İstanbul Avrupa Kültür Başkenti Ajansı tanıtım toplantısını 10 Aralık 2009 tarihinde Hilton Convention Center'da yaptı. İstanbul 2010 Enerjisi başlığında yapılan tanıtım gecesine oldukça yoğun ilgi vardı. İstanbul kültür ve sanat dünyasının önemli isimlerinin katıldığı gecenin sunuculuğunu Yekta Kopan yaptı.
İstanbul 2010 Avrupa Kültür Başkenti'nin uluslararası tanıtım filmiyle başlayan gecede İstanbul, dünyanın en ilham verici kenti olarak tanımlanıyor. Yurtiçinde 16 Ocak 2010'dan itibaren gösterilmesi için hazırlanan 3 kısa filmin sözü ise "yeniden keşfetme zamanı".
İlk filmde Ayasofya'yı göstererek Ayasofya 1472 yıldır, ikinci filmde Haydarpaşa Garı 101 yıldır, üçüncü filmde ise Galata Kulesinin 661 yıldır yerinde olduğu söylenerek "yeniden keşfetme zamanı" deniyor.
İstanbul 2010 Avrupa Kültür Başkenti bizi İstanbul'u yeniden keşfetmeye çağırıyor. Bu keşif nasıl olacak?
AKP'nin İstanbul'u yeniden keşfetmeden anladığı dönüştürüp pazarlamak.
Geçtiğimiz haftalarda da gazetelerde Haydarpaşa Garı'nın bulunduğu alanın 2010 yılında ihaleye çıkacağı haberleri yer aldı. Marmaray'ın devreye girmesiyle atıl hale gelecek tarihi Haydarpaşa Garı'nın da bulunduğu alan, Yap-İşlet-Devret modeli ile gerçekleştirilecek projenin büyüklüğü 5 milyar dolar olduğu yazdı. İstanbul'u Manhattan yapacak olan Haydarpaşa projesi için geri sayım başladığı da ifade ediliyordu. Kurum ve kuruluşların görüşlerinin alındığı Haydarpaşa Gar ve Liman Dönüşüm Projesi'nde gerekli koruma kurullarının da izinleri alınmış. Projeyle ilgili imar planları ise önümüzdeki günlerde İstanbul Büyükşehir Belediye Meclisi'ne gelecekmiş.

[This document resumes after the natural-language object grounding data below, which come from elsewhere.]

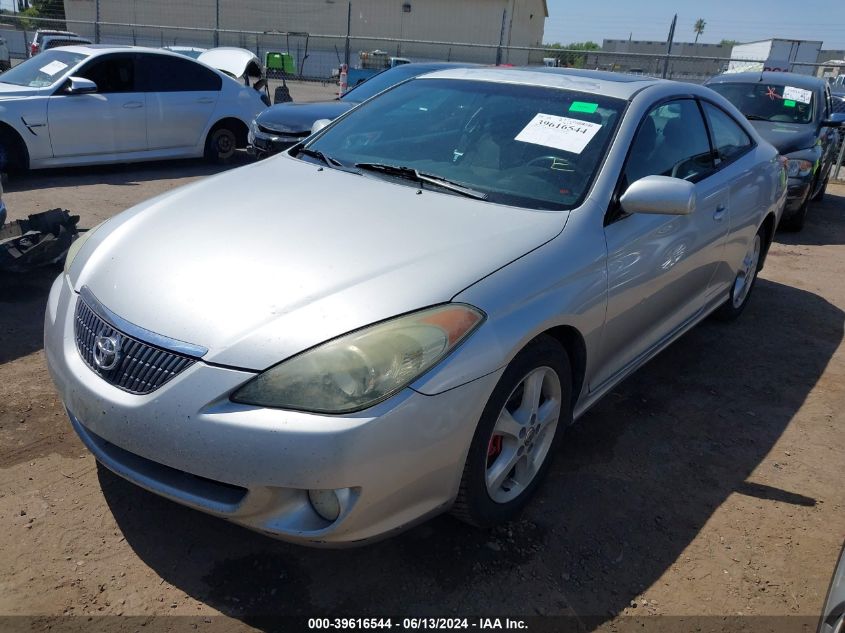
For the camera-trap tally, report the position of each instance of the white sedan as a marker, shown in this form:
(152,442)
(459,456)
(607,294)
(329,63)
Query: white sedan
(85,105)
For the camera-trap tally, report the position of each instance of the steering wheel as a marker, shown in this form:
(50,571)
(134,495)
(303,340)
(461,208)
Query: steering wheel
(548,161)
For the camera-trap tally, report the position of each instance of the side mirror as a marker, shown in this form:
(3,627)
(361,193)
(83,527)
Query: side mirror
(80,85)
(319,124)
(659,194)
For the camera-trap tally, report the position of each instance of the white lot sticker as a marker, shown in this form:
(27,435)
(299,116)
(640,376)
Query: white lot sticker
(560,132)
(53,67)
(797,94)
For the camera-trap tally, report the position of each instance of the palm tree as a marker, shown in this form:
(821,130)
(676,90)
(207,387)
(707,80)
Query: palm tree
(698,27)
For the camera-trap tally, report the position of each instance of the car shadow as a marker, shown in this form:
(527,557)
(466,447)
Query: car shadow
(23,299)
(823,226)
(636,480)
(122,174)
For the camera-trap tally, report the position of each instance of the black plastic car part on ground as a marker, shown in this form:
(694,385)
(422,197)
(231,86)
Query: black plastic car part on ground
(794,113)
(40,240)
(284,124)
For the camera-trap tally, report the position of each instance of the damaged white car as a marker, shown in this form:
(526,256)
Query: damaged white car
(85,105)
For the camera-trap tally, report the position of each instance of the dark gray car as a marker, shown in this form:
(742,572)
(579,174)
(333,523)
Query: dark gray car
(794,113)
(280,126)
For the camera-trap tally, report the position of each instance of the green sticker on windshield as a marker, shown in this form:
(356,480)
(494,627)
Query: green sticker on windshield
(583,106)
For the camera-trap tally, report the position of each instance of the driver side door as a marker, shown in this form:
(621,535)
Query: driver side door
(109,121)
(660,266)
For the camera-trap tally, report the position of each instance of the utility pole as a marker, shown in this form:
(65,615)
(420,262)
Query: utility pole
(501,38)
(348,32)
(669,45)
(216,23)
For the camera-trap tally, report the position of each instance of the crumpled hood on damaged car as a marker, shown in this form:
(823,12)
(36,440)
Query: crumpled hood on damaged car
(257,272)
(786,137)
(299,117)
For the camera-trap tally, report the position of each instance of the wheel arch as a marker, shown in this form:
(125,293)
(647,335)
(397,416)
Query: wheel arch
(20,148)
(576,348)
(768,227)
(240,129)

Hazırlanan projeye göre Haydarpaşa kompleksi tamamlandığında içerisinde yat limanı, yat kulübü, kurvaziyer limanı, hastane, oteller, kongre ve kültür merkezi, konutlar, iş merkezleri, ticaret alanları, alışveriş merkezleri, spor merkezleri, parklar, okullar ve otopark bulunacak. Projenin gerçekleştirileceği alan ise, Harem Otogarı ve çevresi, liman Ro-Ro sahası, yeni mol, eski mol, TCDD manevra alanı, eski eğitim binası ve arsası, DLH arazisi, gar binası, ticari ambarlar, depo ve atölyeler ile lojmanlar bölümünü kapsayacak. Ayrıca, deniz doldurularak 340 bin metrekarelik bir alan da projeye dahil edilecek.

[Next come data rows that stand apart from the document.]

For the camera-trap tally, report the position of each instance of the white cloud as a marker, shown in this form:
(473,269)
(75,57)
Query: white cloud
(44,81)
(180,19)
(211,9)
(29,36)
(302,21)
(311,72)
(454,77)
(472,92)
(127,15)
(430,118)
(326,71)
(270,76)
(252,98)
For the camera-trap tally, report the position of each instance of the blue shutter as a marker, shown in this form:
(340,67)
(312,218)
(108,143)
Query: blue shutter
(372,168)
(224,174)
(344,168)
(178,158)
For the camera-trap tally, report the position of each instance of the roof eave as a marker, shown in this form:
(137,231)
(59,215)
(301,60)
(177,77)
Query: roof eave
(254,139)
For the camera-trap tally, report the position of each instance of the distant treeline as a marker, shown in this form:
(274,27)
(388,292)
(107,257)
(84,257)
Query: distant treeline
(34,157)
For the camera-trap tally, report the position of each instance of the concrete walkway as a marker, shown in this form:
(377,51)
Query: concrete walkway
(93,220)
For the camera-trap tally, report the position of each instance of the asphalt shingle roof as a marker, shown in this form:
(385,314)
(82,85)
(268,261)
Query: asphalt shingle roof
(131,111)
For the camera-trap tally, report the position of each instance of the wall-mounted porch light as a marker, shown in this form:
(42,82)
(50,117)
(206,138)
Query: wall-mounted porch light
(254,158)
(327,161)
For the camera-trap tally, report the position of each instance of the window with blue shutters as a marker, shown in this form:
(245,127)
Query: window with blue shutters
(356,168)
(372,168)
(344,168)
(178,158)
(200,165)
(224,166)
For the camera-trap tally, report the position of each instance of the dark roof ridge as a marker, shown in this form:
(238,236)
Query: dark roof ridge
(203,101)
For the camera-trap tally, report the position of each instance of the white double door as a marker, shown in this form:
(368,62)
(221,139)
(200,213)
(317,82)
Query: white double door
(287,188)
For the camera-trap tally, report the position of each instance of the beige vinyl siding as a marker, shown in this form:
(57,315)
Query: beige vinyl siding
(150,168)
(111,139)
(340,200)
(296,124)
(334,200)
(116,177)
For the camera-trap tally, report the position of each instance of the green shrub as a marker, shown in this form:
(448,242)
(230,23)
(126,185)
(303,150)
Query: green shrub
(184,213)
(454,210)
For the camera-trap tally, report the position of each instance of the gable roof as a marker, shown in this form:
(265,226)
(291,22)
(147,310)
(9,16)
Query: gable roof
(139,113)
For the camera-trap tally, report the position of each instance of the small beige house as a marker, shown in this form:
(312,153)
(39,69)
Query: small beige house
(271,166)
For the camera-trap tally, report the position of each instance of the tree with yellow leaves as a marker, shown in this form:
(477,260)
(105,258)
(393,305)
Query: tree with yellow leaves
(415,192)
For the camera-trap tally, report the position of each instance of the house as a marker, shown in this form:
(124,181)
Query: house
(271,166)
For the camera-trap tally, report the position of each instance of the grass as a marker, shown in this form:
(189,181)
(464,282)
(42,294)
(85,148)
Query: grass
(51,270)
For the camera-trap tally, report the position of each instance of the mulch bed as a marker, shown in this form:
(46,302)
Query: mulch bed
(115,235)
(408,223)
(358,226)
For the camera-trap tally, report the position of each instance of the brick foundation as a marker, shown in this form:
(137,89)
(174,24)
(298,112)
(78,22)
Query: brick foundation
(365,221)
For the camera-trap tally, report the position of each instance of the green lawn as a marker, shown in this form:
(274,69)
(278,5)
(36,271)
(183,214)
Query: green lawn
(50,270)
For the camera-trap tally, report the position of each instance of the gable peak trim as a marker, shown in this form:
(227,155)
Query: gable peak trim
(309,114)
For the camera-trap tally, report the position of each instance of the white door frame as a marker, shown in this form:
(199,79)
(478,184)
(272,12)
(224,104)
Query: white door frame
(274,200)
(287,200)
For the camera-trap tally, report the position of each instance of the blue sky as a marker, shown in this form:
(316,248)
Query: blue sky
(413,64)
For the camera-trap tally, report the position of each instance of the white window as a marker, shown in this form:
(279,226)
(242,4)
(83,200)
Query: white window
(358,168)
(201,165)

101 yıldır yerinde duran Haydarpaşa Garı ve Liman çevresi "Dönüşüm" projeleri ile özel sektöre devrediliyor. Haydarpaşa ve etrafı yok edilmeye doğru gidiyor.

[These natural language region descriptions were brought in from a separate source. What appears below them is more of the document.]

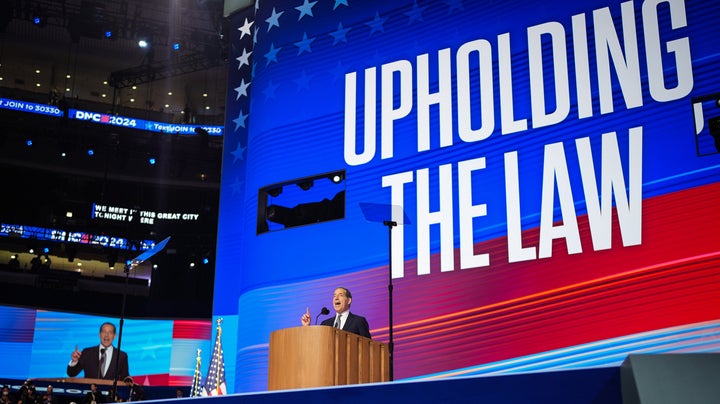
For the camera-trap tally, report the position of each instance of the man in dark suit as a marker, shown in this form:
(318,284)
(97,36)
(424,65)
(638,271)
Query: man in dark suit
(346,321)
(100,362)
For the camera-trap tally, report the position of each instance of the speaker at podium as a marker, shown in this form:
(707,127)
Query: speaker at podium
(320,356)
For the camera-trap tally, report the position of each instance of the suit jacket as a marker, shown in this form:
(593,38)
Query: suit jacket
(354,324)
(90,363)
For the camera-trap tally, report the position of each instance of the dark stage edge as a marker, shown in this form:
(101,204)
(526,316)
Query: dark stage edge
(595,385)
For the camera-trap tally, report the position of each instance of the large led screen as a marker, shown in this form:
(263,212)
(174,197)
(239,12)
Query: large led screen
(552,168)
(38,344)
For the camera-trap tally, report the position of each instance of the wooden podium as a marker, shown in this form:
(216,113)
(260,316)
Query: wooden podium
(317,356)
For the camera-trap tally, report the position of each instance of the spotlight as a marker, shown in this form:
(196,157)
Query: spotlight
(305,185)
(337,177)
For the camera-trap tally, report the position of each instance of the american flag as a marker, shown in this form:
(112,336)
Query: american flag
(195,391)
(215,380)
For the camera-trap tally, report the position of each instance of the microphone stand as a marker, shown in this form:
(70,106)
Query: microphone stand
(390,224)
(322,312)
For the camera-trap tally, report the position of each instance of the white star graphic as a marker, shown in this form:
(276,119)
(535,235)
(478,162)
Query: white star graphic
(242,89)
(273,21)
(245,29)
(244,59)
(305,9)
(240,120)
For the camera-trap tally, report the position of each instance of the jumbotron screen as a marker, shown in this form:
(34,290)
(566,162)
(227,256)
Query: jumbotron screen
(161,352)
(555,170)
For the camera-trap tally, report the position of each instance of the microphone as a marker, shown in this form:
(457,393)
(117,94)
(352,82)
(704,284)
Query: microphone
(323,311)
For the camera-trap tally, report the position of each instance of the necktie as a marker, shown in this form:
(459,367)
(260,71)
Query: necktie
(101,368)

AKP'nin İstanbul'u yeniden keşfetmeden anladığı dönüştürüp pazarlamak.
Avrupa Kültür Başkenti Ajansının kısa filmlerini izlerken gerçek olan diğer filmler akla geliyor. Sulukule bin yıldır vardı ama şimdi yok, Fener-Balat-Ayvansaray bin yıldır vardı yok olmak üzere. Tarlabaşı yüz yıldır var ama şimdi yok olmak üzere.
Galata Limanı, Cenevizlerden beri vardı ama şimdi yap işlet devret ile satılıyor. Ulaştırma Bakanı Binali Yıldırım, Galataport'u yap-işlet-devret modeli ile 2010'da ihale edileceğini açıkladı.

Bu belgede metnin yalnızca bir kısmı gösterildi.